Hoy, cerca de 13 mil personas que se reconocen de las Farc, entre miembros activos y colaboradores, se han reinsertado a la vida civil. Los que hicieron parte de la tropa todavía se encuentran en zonas de tránsito (Espacios Territoriales de Capacitación y Reincorporación), algunos en condiciones bastante precarias y sometidos a riesgo de agresión como la abandonada sede de Ituango. Imagen: Pares.

La guerrilla no puede reclamar la violencia como un factor de cambio significativo para el país, por el contrario, con ella como disculpa, el establecimiento desorbitó las fuerzas militares, refrenó la protesta social con rudeza y abuso legal, ahondó la expoliación neoliberal, patentizó la corrupción, propició abusos a los derechos humanos y el aniquilamiento del liderazgo social.
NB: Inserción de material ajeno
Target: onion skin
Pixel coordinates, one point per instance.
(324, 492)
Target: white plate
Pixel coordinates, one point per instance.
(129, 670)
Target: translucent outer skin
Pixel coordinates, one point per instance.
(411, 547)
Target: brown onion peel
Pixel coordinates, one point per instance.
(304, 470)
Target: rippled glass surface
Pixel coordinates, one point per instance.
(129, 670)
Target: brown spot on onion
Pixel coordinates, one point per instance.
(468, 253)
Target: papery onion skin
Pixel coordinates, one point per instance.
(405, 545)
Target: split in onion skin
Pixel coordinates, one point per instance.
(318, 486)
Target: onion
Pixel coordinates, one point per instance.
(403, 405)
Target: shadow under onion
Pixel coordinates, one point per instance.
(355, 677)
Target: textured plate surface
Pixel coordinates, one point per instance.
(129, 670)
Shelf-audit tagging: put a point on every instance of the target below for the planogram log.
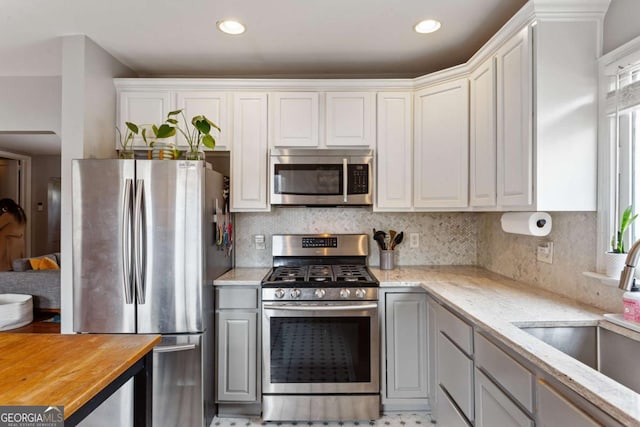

La lucha armada fue un trágico fracaso.


La derecha no puede seguir cobrando venganza del desafío insurgente al statu quo. Menos distorsionar la realidad para convertir una fuerza desmovilizada en factor de temor institucional y la posibilidad de ascenso al poder de las fuerzas de oposición como una amenaza de apocalipsis para cerrarle ilegítimamente las puertas a las necesarias reformas que demanda el país en el marco del Estado Social de Derecho. Tampoco desconocer la tranquilidad que trajo el acuerdo a buena parte del territorio nacional, hoy azotado por otros factores.


En un país del Siglo XXI, en el que tantas cosas han cambiado, ¿habrá posibilidad de convivencia y respeto de las reglas de juego en una democracia legítima? Todos los liderazgos debería recapacitar sobre que en este período no están en juego solo sus pretensiones y visión sino la posibilidad urgente de modernizar el país. Los electores tienen el reto de superar su papel de seguidores y asumirse ciudadanos, darle una oportunidad a la paz y superar para siempre el fardo de la guerra.